L’Europa verrà danneggiata, ha proseguito Erdogan. Noi,  la Turchia, chiediamo all’Europa di rispettare i diritti umani e la democrazia. ‘La Turchia è attualmente coinvolta in una scontro diplomatico con i Paesi Bassi e la Germania per la questione relativa alla propaganda elettorale sul referendum costituzionale del prossimo 6 aprile.  Yusuf Altuntas dell’organizzazione conservatrice  Milli Görüs, che rappresenta 15 moschee, ha detto al giornale: ‘questo non è il linguaggio appropriato di un presidente’. E Fikrit Demirtas, presidente della fondazione islamica SICN, che rappresenta ben 50 moschee, ha aggiunto: ‘Anche noi siamo europei. Abbiamo vissuto qui per più di 50 anni. La violenza, quindi, colpirà anche noi? ‘

Entrambe le organizzazioni sono preoccupate per i danni alla reputazione per la comunità turco-olandese.

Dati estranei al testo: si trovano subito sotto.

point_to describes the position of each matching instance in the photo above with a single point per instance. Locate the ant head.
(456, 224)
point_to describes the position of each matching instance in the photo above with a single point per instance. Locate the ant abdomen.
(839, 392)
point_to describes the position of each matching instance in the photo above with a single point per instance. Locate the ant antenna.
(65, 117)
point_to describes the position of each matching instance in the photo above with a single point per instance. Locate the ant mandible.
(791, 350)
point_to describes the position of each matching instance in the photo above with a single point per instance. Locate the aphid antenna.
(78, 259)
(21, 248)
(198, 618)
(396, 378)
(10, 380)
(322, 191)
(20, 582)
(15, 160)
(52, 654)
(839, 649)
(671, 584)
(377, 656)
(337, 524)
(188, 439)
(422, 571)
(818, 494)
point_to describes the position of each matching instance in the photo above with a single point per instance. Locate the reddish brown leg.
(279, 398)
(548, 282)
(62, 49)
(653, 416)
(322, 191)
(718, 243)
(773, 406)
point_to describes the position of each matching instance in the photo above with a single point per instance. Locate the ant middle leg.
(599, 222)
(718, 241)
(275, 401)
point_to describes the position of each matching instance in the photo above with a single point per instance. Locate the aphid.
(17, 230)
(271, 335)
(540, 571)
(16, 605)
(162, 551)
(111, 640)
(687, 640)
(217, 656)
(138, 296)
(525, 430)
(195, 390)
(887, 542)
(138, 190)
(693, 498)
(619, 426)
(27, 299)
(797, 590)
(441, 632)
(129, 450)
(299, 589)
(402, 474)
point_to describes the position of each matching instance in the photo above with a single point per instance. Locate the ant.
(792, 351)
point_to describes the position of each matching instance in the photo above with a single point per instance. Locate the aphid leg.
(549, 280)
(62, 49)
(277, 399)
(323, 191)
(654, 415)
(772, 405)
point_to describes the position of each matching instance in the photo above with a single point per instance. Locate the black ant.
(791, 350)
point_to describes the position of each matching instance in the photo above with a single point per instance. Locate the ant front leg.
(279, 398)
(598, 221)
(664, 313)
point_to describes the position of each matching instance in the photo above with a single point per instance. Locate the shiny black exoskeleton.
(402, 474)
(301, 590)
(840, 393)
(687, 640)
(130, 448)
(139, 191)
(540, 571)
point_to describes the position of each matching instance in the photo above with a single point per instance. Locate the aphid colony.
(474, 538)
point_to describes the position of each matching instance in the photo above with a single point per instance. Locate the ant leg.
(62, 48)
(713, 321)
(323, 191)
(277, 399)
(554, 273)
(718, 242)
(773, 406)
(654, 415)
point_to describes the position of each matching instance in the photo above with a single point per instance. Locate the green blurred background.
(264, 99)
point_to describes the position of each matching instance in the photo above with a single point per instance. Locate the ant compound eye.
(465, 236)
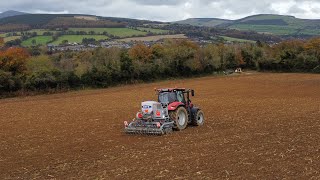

Aluntas ha sottolineato che la maggioranza dei turco-olandesi sono pro-Erodgan ma non tutti apprezzano l’attuale corso: se prosegue con questo tono, avrebbe aggiunto il funzionario, il sostegno finirà per scemare. Una terza organizzazione, Diyanet, che ha stretti legami con Ankara e rappresenta 145 moschee, non ha voluto commentare. Un portavoce ha detto che l’organizzazione non commenta mai le situazioni politiche.